Thursday, November 1, 2007

Georgia's new crime: Sex while black


Genarlow Wilson was just 17 years old when they ripped him away from his life and family and hauled him off to a Georgia prison.

In a society where blacks often face bitter racism and inequality, Wilson excelled -- he was a top student at his high school and an aspiring football player who was garnering talk of recruitment into the college level. His future was bright.

That is, until the forces of conservatism and sexual repression in this country got their sinister clutches on him. While at a high school party one night, Wilson received consensual oral sex from a girl two years younger than him. And as murderers, rapists and white-collar CEOs were running around killing people, raping people and stealing billions of dollars, Wilson was arrested for messing around with another teenager. Apparently, in Georgia, fellatio is a felony. Who knew?

Wilson was charged as an adult with aggravated child molestation, despite the trivial fact that he wasn't an adult and he didn't molest any children, and was offered an olive branch by the open-minded and forward-thinking DA: Become a registered sex offender and be ostracized by society for the rest of your life for getting a hummer, or rot in prison like a criminal. I see a Robert Frost parallel here, but I don't think I'll go there.

Wilson rejected the deal, not because he thought it was a miscarriage of justice, but because he was concerned he wouldn't be able to see his 9-year-old sister anymore, or even have his own kids someday, because sex offender status would require him to stay away from children. So in an effort to keep his family together and preserve his future, Wilson went to a jury, which obviously found him guilty, given he is black and this is the South we're talking about.

Ten years in prison they gave him. And in an instant, the American justice system became a complete fraud. Luckily, the Georgia Supreme Court was able to glean some reason from the ashes, and it overturned the sentence, calling the sentence "cruel and unusual punishment."

Justice Leah Ward Sears wrote for the majority:
Although society has a significant interest in protecting children from premature sexual activity, we must acknowledge that Wilson's crime does not rise to the level of culpability of adults who prey on children … For the law to punish Wilson as it would an adult, with the extraordinary harsh punishment of 10 years in prison without the possibility of probation or parole, appears to be grossly disproportionate to his crime.

But Wilson still spent two years behind bars. I can only imagine the personal transformation after two years in a Georgia prison. I think it's safe to say he didn't come out the same person.

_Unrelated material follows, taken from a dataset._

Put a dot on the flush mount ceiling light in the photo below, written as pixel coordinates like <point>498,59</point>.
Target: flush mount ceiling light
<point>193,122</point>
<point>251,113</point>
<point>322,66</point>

I don't think I even have to make any arguments about the fundamental breakdown in this country when it comes to our perception of sex, or how we have a bunch of prude old men in charge of making laws, because this case really speaks for itself. It's an overzealous attempt to control something you can't possibly control: Human nature. But they'll keep trying. And once again, the wheels of progress in this country turn, turn, turn.